Changed in systemd: | |
status: | Unknown → New |
Changed in systemd: | |
status: | New → Fix Released |
no longer affects: | systemd |
Changed in quota (Ubuntu): | |
status: | New → Incomplete |
Issue is present also moving do mdadm (which is possible for my fake raid since it uses intel metadata).
When it happens, the boot hangs for 1 minute and a half on
A start job is running for dev-disk-by...
with all disks appearing in turn on the line. After that the machine drops to an emergency prompt.
Analyzing the systemd journal shows the corresponding jobs timing out.
Interestingly:
1) *all* the items mentioned in /etc/fstab get shown here. Namely, when the issue occurs, the error is shown even for the swap partintion (that is on a plain ssd partition...
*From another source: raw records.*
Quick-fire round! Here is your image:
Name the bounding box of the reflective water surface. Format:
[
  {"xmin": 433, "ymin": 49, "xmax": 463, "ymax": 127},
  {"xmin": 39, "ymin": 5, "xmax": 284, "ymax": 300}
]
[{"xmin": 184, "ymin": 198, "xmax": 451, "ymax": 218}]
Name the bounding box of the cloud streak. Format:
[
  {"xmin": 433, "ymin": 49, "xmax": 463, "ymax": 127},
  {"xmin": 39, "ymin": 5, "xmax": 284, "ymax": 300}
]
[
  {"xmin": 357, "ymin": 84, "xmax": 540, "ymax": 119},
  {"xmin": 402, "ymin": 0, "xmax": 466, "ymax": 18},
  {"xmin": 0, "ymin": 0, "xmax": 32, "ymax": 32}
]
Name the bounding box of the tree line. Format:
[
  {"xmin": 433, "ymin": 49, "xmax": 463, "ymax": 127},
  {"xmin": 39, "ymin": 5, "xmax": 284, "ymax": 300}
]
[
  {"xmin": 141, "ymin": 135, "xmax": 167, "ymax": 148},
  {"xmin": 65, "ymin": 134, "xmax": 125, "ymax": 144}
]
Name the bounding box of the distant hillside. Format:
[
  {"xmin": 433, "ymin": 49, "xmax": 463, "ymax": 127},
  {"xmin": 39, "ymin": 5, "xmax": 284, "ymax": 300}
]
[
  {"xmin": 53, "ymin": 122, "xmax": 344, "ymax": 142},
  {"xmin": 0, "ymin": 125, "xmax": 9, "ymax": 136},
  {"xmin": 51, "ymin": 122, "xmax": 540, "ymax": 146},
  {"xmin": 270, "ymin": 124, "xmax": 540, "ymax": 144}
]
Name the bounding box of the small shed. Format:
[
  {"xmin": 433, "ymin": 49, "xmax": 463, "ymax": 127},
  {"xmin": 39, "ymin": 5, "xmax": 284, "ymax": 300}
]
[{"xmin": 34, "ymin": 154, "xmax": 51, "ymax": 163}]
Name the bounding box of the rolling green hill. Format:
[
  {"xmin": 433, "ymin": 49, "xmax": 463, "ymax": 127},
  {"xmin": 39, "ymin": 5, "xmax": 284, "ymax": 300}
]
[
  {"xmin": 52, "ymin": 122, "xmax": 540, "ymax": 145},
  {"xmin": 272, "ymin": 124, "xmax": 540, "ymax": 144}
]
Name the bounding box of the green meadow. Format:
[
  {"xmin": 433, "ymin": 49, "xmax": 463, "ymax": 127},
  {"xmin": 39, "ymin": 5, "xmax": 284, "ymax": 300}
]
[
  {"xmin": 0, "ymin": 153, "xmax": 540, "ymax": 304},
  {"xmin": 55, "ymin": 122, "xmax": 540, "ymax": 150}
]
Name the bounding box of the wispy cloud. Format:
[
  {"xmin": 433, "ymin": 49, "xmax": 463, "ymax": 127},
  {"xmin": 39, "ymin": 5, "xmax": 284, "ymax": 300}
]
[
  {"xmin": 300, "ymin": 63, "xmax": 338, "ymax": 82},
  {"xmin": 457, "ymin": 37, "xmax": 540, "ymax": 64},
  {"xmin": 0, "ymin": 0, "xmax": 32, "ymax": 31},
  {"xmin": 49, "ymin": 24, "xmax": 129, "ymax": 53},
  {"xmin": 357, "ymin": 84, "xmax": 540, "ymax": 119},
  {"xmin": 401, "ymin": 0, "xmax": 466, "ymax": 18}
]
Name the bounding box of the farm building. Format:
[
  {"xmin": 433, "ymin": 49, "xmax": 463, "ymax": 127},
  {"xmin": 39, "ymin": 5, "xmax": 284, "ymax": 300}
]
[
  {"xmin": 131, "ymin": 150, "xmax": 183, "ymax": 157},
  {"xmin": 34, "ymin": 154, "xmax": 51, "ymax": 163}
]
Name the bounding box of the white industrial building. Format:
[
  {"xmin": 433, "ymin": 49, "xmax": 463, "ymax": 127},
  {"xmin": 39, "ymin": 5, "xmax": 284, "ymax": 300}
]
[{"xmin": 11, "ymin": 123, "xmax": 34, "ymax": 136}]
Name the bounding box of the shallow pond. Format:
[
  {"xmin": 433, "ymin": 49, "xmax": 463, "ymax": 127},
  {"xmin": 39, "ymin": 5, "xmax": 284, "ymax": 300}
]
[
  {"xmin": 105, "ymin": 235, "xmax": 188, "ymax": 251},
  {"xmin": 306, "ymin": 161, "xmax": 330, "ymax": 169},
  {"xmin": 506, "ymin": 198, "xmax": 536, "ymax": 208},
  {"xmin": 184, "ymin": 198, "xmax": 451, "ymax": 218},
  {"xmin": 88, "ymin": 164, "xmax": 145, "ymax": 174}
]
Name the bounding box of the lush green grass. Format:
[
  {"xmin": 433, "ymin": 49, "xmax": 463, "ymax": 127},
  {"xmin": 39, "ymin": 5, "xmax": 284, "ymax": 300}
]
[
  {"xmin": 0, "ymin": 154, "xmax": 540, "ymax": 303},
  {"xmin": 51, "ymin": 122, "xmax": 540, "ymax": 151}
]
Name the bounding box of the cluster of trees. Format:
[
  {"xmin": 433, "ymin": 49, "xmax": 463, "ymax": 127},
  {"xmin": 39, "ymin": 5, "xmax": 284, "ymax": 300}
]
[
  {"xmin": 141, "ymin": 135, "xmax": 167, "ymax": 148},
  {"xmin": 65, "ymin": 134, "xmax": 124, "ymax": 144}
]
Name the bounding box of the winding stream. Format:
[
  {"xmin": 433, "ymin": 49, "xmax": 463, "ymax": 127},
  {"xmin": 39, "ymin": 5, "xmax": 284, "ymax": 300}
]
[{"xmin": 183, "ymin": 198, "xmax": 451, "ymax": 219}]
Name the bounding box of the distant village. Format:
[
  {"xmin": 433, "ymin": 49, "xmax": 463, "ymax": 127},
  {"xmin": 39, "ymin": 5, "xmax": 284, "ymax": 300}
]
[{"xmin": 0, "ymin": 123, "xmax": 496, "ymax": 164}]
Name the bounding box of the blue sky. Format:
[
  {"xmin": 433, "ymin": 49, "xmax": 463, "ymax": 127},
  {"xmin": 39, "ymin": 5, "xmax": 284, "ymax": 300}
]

2) It is not a problem with /etc/fstab but some race: every few attempts the system succeeds to boot
3) When you get to the emergency prompt all the disks on which systemd hangs appear to be working just fine
4) Removing from the fstab the entries corresponding to stuff on the slower fake raid, the boot starts being reliable (I think)
How can I debug this? How can I force systemd to wait before it tries to access the disks?
Should I open a bug on systemd?
Can someone provide pointers at some systemd documentation that might be releant to this issue? It seems such a complex device that I do not know where to start.